We nod along on panels. We add it to strategy decks. Firms tell clients they can “do it all.”

But how many of us are actually building toward it — with experiences that make clients feel seen across investments, taxes, healthcare & LTC, banking, estate, and giving?

The industry data says the pressure to integrate is real — and growing.

  • Technology’s first key trend is the “battle for the desktop”: best-of-breed point tools vs. all-in-one wealth platforms.
  • Advisors rank CRM and account aggregation & planning as the most valuable tech strategies — the very pipes that make holistic work possible.

A Lesson from Shopify

A few years ago Shopify rolled out the Shop app. It started as a utility — pull order confirmations from your email and show everything you’ve bought in one place, with real-time tracking. Then it did something subtle but profound: it unified your whole post-purchase life, even outside Shopify merchants.

It didn’t just make checkout easier; it made the after part obvious, transparent, and habit-forming.

That’s the mindset shift we need in wealth: stop optimizing isolated touchpoints; build the connective tissue that makes the client’s whole financial life visible and manageable — even where we don’t directly bill.

Where “Holistic” Shows Up in the Data (and Why It Matters)

Banking belongs inside advice.

Half of wirehouse advisors offer banking services; only 7% of independents do.
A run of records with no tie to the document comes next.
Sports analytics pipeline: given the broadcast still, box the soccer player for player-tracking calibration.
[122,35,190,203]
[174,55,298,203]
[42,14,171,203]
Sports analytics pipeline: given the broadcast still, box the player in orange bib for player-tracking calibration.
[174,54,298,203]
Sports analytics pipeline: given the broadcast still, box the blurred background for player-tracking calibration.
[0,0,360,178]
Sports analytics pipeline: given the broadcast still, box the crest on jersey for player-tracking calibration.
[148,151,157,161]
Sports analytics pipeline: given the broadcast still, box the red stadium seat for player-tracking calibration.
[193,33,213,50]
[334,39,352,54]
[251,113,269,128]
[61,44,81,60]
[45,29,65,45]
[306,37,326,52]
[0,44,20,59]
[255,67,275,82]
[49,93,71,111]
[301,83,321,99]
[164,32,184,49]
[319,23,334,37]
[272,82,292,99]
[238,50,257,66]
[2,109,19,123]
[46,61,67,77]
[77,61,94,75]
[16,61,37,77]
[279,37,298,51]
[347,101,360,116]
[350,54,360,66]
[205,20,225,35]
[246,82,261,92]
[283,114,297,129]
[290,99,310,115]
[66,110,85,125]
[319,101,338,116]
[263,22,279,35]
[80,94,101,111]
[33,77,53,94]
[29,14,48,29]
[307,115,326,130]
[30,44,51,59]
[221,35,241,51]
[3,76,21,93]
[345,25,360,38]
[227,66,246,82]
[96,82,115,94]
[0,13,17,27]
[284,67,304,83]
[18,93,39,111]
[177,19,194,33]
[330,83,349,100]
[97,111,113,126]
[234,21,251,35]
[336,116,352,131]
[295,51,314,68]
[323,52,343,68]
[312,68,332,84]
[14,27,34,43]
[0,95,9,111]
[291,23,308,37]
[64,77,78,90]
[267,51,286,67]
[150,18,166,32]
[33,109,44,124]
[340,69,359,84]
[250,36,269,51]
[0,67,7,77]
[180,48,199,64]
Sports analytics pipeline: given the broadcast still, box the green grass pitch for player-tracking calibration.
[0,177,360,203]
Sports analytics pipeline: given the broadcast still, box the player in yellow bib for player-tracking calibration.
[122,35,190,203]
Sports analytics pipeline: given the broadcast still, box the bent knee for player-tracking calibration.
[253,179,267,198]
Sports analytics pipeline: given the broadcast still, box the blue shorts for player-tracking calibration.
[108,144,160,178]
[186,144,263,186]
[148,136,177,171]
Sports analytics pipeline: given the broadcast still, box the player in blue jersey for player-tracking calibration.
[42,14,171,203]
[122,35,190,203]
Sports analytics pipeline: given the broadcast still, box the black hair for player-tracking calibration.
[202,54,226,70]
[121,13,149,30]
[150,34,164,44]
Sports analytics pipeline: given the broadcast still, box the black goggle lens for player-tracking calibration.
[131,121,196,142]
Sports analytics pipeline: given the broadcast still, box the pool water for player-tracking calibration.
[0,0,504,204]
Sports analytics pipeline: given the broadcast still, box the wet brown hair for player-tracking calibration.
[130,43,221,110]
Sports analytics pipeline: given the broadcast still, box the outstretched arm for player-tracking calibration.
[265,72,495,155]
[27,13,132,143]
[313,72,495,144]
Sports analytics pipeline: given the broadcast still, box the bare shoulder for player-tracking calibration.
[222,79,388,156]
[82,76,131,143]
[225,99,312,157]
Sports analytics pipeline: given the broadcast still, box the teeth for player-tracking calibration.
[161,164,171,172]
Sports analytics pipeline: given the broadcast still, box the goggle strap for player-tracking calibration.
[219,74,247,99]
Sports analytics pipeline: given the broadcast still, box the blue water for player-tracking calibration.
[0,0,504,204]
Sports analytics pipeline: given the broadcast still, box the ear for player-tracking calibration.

That’s a glaring integration gap — and an opportunity to win everyday relevance (cash, credit, lending) inside the advisory relationship.

Healthcare & long-term care planning isn’t optional.

Over half of 65-year-old adults will need long-term care, and more than a quarter will need it for over two years — planning and insurance coordination must live inside the wealth experience, not on the sidelines.

Related: Individual sales now account for 21% of health insurance sales, up from 10% in 2005 — a reminder that clients are already navigating more personal coverage choices.

Estate planning is a national blind spot.

Less than one-third of consumers have estate plans — a huge delta between client need and delivered experience.

Giving is surging and should be productized inside advice.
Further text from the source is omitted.